Back to the sessions


Still, I digress. Apologies. This blog is supposed to be about my treatment, not a commentary on the inane details of my average life.

The sessions haven't been particularly hard for me, though I would like to make clear, not enjoyable either. The session this week was interesting and I almost feel like I learnt something and was perhaps preparing to be slightly less harsh on myself. Events of this evening have, of course, put paid to that. But for completeness I will share them with you anyway.

The member I do not get along with stormed out of the session after a heated discussion with another member. Afterwards we were asked what we thought about him leaving and I gave an answer which in my head I knew not to e what I actually thought. So coloured I am in my distaste for him that I gave an answer which satisfied my need to 'get' at him rather than the truth. After a few minutes, I actually volunteered this information to the therapists. I often find I am too honest for my own good, but in this instance it was probably for the best.

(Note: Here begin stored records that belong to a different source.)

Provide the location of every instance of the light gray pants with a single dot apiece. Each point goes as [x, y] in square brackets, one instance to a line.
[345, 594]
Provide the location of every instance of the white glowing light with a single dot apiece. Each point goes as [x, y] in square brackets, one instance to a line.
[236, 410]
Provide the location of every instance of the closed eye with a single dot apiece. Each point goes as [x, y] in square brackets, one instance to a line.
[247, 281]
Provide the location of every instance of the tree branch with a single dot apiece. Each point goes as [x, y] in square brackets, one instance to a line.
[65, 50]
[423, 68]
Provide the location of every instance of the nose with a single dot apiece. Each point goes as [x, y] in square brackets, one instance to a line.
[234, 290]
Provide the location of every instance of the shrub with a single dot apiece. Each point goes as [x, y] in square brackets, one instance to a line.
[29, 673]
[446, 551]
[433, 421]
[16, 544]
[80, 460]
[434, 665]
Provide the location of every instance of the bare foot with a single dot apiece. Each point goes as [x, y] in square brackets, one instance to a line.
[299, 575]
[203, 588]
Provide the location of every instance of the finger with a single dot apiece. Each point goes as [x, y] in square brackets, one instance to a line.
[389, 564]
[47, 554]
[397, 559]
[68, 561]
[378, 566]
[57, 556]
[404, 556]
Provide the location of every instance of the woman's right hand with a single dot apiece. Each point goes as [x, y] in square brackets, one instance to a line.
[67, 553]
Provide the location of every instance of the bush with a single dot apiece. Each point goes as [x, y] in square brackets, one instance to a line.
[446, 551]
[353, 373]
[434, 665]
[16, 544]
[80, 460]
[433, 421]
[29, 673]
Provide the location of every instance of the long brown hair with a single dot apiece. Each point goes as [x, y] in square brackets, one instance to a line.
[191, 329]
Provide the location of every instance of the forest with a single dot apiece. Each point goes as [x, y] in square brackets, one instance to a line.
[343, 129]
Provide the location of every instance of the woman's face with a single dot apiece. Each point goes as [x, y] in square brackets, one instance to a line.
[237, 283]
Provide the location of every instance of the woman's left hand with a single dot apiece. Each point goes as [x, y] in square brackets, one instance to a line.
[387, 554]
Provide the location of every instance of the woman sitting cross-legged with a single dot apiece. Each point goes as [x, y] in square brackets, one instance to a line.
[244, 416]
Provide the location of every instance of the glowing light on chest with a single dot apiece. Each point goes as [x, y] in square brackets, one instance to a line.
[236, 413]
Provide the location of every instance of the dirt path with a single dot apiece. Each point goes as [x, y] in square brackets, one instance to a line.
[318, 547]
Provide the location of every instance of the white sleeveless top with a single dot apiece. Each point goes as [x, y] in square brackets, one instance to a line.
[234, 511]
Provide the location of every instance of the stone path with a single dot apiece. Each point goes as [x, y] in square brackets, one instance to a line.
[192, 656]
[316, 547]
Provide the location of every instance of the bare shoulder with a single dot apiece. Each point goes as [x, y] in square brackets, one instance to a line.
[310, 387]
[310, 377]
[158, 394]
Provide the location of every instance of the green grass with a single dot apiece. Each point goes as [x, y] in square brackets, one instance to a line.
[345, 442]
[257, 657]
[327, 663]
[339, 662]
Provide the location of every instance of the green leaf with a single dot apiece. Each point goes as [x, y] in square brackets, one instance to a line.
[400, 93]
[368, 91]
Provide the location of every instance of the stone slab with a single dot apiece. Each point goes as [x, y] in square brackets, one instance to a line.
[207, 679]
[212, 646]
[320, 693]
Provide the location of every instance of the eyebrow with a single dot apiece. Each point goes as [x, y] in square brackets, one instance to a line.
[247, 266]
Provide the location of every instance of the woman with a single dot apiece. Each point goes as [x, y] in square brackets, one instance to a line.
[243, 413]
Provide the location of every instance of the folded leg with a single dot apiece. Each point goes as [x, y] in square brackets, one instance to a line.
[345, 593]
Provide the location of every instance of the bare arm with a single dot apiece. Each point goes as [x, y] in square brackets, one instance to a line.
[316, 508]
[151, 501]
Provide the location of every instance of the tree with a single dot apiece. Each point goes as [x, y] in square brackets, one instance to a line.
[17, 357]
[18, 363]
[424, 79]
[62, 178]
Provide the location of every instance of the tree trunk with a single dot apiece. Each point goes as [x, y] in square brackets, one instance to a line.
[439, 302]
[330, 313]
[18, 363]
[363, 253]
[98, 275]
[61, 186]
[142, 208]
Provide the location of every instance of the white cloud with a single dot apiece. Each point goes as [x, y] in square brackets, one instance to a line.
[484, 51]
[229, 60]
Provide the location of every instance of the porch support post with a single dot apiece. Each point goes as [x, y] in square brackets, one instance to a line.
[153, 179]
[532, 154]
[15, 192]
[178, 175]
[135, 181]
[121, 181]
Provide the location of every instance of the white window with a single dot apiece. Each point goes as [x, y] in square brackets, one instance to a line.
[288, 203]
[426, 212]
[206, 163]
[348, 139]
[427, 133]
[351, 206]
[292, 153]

I simply stated that my comments could probably be discounted since I said them out of my intense dislike for the member rather than a true reflection on what I thought. I was praised for my honesty, which I found odd.

Honesty. That is the backbone of the lesson I thought I had learnt. At the beginning of the session I noted that I had had a small argument with my boyfriend and had gone to bed with my back to him. He tried to reason with me and actually something he said resonated. At that point I had forgiven him. Yet. I couldn't tell him this. In my head I wanted to turn round and give him a hug, but I denied myself this. Why you might ask. Probably because I am bat shit crazy, but the shrink in me thinks it might be trying to validate the feelings I had in the first place. I was so mad that I couldn't possibly be over it that quickly. It was literally like cutting of my nose to spite my face. I was the only person I was hurting but not hugging him. The only thing I felt I could do was tell him this. So as ridiculous as it sounds (believe me, it reads badly, it was even worse out loud) I explained to him that I wanted to hug him but I couldn't.

Eventually, I did turn round and hug him. The therapists think that I am getting better just by being able to articulate these thoughts. I myself disagree with that, but I wondered something else. I thought that maybe, my way of cutting down the time that I feel hyper emotional is to simply say it out loud. I wonder if by forcing myself to read my mind aloud I can hear how irrational I am being and thus begin to 'come out of it' much sooner.

I know. It's not much in the way of getting better. Reads like a slightly less version of crazy. But, until tonight it made me think maybe this is MY version of getting better. Then I lost at monopoly and lost all hope again.

Sigh. Back to the drawing board. Luckily for me it is a place I am extremely familiar with.